Rise of the robots at US electronics show
The FT's Tim Bradshaw plays table tennis and football with the robots at the Consumer Electronics Show in Las Vegas to find out whether they are learning to play better with humans
Filmed and presented by Tim Bradshaw. Edited by Paolo Pascual. Additional footage from Reuters.
Spend more than a few minutes walking the halls at the Consumer Electronics Show in Las Vegas and one thing becomes immediately obvious, the robots are coming. CES 2018 has a much larger number of robots than previous years. There are roving entertainment systems, walking Amazon Alexa assistants, and many more robots designed for elder care, retail, and security. All are taking advantage of big leaps forward in artificial intelligence and the falling cost of hardware.
Robotics has always been a big theme at the Consumer Electronics Show, but it's attracting an ever wider array of attendees and exhibitors. Omron is a Japanese multi-billion dollar automation and AI company that is found in the ingredients in everything from cell phones, to cars, to factory robots.
But it's here at CES showing off a robotic table tennis player to highlight the advances that it's been making in not just the robotic arms and the machinery, but also the image recognition and the computer vision capabilities that allow it to hit a ball backwards and forwards with a real person and respond to their reactions as it does so.
This is Forpheus. Forpheus is a table tennis tutoring robot. This is using all of Omron's sensor and AI technology. And it's adapting to the way that you're playing and adjusting to its own ability. So it's purely a teaching product, but it's there to demonstrate our capability of sensing and control.
Forpheus here is featuring our three camera vision system, that is analysing the player's movements. Also our Okowa vision, taking the player's sensitivity, and also the projectile of the ball.
It is unusual for a company like Omron, that mainly sells to manufacturers rather than consumers to have such a prominent presence at CES. But these days, the show is as much about dealmaking and recruitment as selling gadgets.
Many of our customers, but also our potential talent and companies that we want to partner with, are here at CES. So this is our debut to show all of our technology.
One of the most impressive robots I saw at CES this year was from UB Tech, a robotic startup based in Shenzhen, China.
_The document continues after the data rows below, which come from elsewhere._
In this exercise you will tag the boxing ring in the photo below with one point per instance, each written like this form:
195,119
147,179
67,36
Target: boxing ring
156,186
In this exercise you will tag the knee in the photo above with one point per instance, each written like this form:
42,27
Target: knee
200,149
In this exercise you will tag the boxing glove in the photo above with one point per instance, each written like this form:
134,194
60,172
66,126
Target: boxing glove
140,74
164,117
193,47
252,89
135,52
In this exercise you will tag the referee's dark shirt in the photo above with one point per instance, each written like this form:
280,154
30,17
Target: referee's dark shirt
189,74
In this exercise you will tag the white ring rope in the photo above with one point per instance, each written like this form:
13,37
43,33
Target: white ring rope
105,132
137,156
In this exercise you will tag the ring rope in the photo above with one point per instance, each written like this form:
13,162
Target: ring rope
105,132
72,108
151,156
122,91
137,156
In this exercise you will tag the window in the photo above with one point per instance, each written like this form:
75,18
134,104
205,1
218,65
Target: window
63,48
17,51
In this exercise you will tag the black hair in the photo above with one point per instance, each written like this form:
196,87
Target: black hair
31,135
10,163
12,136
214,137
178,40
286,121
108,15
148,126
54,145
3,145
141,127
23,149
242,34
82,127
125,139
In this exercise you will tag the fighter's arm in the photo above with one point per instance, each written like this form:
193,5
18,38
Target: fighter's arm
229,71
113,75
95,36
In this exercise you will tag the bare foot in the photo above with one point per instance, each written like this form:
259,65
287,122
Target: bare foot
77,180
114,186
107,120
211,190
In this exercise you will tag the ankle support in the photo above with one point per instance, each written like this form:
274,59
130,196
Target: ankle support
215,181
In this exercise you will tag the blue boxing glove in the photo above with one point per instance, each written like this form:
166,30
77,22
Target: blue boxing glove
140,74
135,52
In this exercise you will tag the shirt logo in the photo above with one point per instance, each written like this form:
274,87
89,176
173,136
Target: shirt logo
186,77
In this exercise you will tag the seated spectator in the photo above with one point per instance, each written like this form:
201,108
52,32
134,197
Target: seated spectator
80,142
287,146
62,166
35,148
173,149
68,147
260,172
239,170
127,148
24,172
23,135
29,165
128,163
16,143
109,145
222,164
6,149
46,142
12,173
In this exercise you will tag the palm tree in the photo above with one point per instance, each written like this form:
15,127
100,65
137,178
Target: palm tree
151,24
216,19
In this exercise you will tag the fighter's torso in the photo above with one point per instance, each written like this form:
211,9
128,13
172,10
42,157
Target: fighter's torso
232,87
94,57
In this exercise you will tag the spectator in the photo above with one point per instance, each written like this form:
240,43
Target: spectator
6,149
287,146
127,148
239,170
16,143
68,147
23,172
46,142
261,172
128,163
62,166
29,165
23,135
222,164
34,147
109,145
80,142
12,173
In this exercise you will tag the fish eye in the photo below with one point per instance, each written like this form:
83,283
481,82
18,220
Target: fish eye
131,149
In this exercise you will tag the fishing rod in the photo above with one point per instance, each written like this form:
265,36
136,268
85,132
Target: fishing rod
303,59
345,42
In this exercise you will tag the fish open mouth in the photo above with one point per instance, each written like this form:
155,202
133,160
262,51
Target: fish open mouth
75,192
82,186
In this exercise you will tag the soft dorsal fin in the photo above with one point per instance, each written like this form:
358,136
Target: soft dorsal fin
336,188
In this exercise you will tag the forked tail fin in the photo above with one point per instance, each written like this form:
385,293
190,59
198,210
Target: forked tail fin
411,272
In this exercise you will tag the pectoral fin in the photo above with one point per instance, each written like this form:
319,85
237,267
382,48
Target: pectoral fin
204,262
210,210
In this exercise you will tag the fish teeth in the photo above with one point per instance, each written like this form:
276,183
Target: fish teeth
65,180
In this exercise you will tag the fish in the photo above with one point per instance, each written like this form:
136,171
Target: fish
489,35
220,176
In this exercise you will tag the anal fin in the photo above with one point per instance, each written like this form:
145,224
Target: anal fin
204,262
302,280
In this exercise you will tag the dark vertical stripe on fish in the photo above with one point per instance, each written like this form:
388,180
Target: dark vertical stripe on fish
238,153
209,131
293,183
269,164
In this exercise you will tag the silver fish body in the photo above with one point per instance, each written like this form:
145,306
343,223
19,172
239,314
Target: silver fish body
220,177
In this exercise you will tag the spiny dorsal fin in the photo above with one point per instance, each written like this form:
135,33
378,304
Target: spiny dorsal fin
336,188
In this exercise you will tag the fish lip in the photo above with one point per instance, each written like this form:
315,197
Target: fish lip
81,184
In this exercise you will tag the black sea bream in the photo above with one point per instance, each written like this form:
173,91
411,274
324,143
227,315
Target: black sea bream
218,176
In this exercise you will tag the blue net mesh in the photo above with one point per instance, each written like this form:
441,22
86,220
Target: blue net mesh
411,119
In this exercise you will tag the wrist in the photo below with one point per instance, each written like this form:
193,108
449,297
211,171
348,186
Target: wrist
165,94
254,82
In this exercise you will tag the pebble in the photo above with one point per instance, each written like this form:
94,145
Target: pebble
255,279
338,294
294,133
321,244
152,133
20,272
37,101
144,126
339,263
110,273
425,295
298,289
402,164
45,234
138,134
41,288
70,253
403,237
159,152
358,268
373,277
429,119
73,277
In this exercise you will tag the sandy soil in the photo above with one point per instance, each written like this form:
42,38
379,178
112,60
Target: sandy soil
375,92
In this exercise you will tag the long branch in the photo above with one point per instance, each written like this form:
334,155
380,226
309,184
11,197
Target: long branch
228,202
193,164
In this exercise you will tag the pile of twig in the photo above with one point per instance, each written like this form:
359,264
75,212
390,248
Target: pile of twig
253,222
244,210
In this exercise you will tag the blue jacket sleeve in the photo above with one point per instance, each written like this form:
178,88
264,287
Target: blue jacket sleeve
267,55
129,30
It's walker bipedal robot will not go on sale until next year. But it is already capable of walking down stairs and kicking a football, a big step up from the many wheeled robots on display. But many of the robots at CES will struggle to attract significant sales because they're both expensive and limited.
We see the artificial intelligence kind of nebulous term being used for all sorts of products, where there's absolutely no intelligence at all as well I can see. And then also you got all of the kind of idiot tech as well. Lots of products which are regarded as almost devices that it's hard to understand why people would even want them. And I think the robots are falling firmly into that category.
Most of them are closer to toys than something that adds real utility to your life. Now of course, there's an opportunity there. But we've seen some opportunities, for example verticals focusing on robots for the elderly, or something around education, but I didn't see anything here that really convinced me that those products are ready for prime time yet.
Tim Bradshaw, Financial Times in Las Vegas.